JVM ReCo Project

About

This page documents the output of the JVM ReCo project between Uppsala University's programming language lab (UPLANG) and Oracle. This work has enjoyed financing from The Swedish Foundation for Strategic Research, The Swedish Research Council, and corporate donations from Oracle. This research has focused mostly on the area of garbage collection, energy efficiency of garbage collection, and concurrent garbage collection. Part of this work serves as background for a Java Enhancement Proposal for automatic heap sizing.

Project Publications

Mark-Scavenge: Waiting for Trash to Take Itself Our (OOPSLA, 2024 -- to appear)
Mutator-Driven Object Placement using Load Barriers (MPLR, 2024 -- to appear)
Scheduling Garbage Collection for Energy Efficiency on Asymmetric Multicore Processors. (Art Science and Engineering of Programs 8(3), 2024)
Heap Size Adjustment with CPU Control (MPLR, 2023)
Analyzing and Predicting Energy Consumption of Garbage Collectors in OpenJDK (MPLR, 2022)
Compressed Forwarding Tables Reconsidered (MPLR, 2022)
Deep Dive into ZGC: A Modern Garbage Collector in OpenJDK (TOPLAS, 2022)
ThinGC: Complete Isolation with Marginal Overhead (ISMM, 2020)
Improving Program Locality in the GC using Hotness (PLDI, 2020)

Hackathon 2024

PhD Theses

Marina Shimchenko: Optimizing Energy Efficiency of Concurrent Garbage Collection

Master Theses

As part of an on-going collaboration with Oracle, we are offering master thesis work for CS master students and IT civil engineering students in the greater Stockholm area (Stockholm, Uppsala, Mälardalen, etc.). These are carried out at the Oracle offices in Stockholm, where the Java VM is built, and supervised by members of the JVM team. Professor Tobias Wrigstad (Uppsala University) is the academic partner. If you are a student in Sweden and is interested in these theses subjects, you should contact me.
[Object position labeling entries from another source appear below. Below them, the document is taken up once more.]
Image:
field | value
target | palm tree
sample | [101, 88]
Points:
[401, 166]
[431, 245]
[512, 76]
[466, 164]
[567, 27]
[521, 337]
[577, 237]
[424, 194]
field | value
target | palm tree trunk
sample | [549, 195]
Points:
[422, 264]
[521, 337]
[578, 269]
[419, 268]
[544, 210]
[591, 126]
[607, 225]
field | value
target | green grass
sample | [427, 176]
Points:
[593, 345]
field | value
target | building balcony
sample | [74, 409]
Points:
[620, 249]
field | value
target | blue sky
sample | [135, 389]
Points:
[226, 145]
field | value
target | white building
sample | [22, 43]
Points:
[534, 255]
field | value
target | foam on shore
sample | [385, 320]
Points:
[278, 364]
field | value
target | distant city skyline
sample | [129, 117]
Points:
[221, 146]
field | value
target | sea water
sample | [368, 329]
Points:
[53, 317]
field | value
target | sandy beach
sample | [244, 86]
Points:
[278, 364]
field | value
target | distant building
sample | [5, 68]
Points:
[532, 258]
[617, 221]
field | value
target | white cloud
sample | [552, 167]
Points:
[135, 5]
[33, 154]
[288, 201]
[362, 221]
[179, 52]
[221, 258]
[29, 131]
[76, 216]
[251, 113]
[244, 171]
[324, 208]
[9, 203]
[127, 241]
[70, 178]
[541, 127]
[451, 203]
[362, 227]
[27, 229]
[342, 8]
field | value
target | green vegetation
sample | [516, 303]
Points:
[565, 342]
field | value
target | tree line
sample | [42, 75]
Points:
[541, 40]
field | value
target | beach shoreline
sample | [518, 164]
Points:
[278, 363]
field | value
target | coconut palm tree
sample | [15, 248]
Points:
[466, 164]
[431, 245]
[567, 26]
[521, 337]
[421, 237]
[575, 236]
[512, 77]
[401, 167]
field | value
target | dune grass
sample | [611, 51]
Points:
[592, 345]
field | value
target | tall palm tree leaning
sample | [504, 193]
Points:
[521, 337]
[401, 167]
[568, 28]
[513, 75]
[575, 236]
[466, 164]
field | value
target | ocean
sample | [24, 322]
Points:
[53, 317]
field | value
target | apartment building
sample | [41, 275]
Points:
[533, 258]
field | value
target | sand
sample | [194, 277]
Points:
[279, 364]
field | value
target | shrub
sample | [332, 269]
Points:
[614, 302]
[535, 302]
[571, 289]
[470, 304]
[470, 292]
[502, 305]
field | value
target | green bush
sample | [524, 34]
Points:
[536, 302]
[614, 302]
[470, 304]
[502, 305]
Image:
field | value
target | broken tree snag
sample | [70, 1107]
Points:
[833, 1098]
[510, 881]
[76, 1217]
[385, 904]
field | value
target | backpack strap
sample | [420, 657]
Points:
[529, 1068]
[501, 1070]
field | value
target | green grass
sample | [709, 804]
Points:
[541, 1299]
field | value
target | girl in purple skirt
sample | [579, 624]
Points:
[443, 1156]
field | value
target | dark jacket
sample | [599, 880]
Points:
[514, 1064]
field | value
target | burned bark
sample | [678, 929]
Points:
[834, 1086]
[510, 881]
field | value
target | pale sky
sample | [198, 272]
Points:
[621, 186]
Deep Dive into ZGC: A Modern Garbage Collector in OpenJDK

Journal paper by Albert Mingkun Yang and Tobias Wrigstad accepted for ACM Transactions on Programming Languages and Systems, 2022

ABSTRACT: ZGC is a modern, non-generational, region-based, mostly concurrent, parallel, mark-evacuate collector recently added to OpenJDK. It aims to have GC pauses that do not grow as the heap size increases, ofering low latency even with large heap sizes. The ZGC C++ source code is readily accessible in the OpenJDK repository, but reading it (25 KLOC) can be very intimidating, and one might easily get lost in low-level implementation details, obscuring the key concepts. To make the ZGC algorithm more approachable, this work provides a thorough description on a high level, focusing on the overall design with moderate implementation details. To explain the concurrency aspects, we provide a SPIN model that allows studying races between mutators and GC threads, and how they are resolved in ZGC. Such a model is not only useful for learning the current design (ofering a deterministic and interactive experience) but also beneicial for prototyping new ideas and extensions. Our hope is that our detailed description and the SPIN model will enable the use of ZGC as a building block for future GC research, and research ideas implemented on top of it could even be adopted in the industry more readily, bridging the gap between academia and industry in the context of GC research.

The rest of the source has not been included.